The present invention relates to a vacuum processing apparatus formed by connecting a plurality of processing units which process samples in processing chambers in vacuum containers to a plurality of vacuum transfer containers through depressurized insides of which substrate-shaped samples to be processed such as semiconductor wafers are transferred.
Among processes for manufacturing semiconductor devices, there are an etching process for processing a semiconductor wafer (hereafter referred to as a wafer) which is a substrate-shaped sample using a corrosive gas, a film forming process which needs processing at a high temperature, and an ashing process for conducting ashing processing on a mask used in the etching process and removing the mask. Among these processes, there are processes in which it is necessary to conduct a specific processing on a wafer processed using a corrosive gas at a high temperature (in the range of approximately 800° C. to 1,000° C.) after the processing.
This is because, if processing is conducted at the high temperature when conducting the ashing processing, for example, a wafer immediately after the processing remains at the high temperature, and there is a case where the wafer may be damaged due to an abrupt change in the temperature or products generated during the processing and particles of the processing gas remaining which stay around the high temperature wafer exert an unfavorable influence upon materials and members around the wafer when the wafer is transferred to the outside of the processing chamber as it is. In other words, if such a wafer immediately after the processing is transferred through the same transfer path as that before the processing, there is a possibility of causing a problem that an outgas is generated by a corrosive gas which adheres to the wafer or by excessive heating due to heat brought by the wafer and adheres to the wafer or contaminates a transfer robot or a transfer chamber.

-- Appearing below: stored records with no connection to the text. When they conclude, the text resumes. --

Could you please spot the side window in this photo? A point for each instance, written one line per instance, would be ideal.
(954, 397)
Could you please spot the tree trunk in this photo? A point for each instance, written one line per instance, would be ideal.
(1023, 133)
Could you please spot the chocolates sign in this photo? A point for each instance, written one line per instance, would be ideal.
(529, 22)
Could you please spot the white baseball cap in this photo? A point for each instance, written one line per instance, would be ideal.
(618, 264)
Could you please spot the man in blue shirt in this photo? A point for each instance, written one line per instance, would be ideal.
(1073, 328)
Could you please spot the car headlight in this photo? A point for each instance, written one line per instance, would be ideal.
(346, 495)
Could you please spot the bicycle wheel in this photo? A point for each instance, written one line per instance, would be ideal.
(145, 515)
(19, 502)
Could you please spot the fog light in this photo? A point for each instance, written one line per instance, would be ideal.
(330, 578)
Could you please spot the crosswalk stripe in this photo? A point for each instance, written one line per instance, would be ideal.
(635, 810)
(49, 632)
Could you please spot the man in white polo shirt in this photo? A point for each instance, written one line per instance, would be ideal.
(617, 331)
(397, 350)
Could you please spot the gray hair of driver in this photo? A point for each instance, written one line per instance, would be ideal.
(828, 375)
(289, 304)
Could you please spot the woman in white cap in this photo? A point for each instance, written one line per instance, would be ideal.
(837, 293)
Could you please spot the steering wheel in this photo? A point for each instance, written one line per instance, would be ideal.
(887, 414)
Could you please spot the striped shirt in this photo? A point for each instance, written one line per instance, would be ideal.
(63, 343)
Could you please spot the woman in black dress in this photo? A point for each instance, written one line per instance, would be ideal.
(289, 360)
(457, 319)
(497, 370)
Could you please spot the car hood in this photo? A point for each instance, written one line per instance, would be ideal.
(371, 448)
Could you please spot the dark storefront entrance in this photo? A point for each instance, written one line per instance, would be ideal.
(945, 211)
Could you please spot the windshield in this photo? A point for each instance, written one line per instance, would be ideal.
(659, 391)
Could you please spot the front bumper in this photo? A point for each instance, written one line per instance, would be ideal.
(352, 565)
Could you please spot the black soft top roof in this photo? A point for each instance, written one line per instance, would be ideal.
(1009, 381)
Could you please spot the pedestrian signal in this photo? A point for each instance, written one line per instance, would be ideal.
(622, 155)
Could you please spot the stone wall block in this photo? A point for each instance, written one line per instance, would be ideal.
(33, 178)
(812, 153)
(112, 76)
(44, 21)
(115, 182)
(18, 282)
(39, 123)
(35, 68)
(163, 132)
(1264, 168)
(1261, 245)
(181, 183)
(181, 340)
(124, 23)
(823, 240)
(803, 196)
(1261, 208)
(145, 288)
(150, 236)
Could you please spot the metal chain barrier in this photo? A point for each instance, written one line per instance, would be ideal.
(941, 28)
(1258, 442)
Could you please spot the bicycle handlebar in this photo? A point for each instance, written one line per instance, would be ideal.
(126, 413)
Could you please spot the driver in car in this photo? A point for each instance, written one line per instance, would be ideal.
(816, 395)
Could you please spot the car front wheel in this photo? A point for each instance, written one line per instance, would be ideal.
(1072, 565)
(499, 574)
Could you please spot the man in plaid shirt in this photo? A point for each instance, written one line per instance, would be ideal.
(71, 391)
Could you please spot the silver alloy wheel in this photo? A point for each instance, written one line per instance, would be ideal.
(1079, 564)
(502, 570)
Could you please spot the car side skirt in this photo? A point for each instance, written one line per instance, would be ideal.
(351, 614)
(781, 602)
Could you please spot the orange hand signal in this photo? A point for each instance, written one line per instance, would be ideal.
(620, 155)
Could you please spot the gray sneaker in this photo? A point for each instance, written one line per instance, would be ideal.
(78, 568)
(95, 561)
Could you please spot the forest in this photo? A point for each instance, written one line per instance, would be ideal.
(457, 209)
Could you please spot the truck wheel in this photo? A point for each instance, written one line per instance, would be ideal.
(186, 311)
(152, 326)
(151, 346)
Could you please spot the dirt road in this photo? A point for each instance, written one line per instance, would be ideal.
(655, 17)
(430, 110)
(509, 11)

Travel of a wafer after prescribed processing and before post-processing through the same transfer path as that of an unprocessed wafer in this way causes contamination of the unprocessed wafer, the transfer chamber which constitutes the transfer path, and members such as a robot therewithin.
Against such a problem, an example in which processing chambers can easily be added to or removed from the transfer chamber via gate valves and layouts of the processing chambers can be conducted respectively arbitrarily (see, for example, JP-A-6-349931), an example in which transfer capable of suppressing occurrence of cross-contamination is conducted by using a plurality of picks with distinction to hold processed wafers (see, for example, JP-A-2004-119635), and an example in which an intermediate path chamber which has a mounting stage and which can be evacuated to vacuum is provided between transfer chambers in a plurality of processing units and a gate valve in the intermediate path chamber is opened and closed properly to transfer without direct communication between the transfer chambers so that occurrence of metal contamination is suppressed (see, for example, JP-A-2000-150618) are known.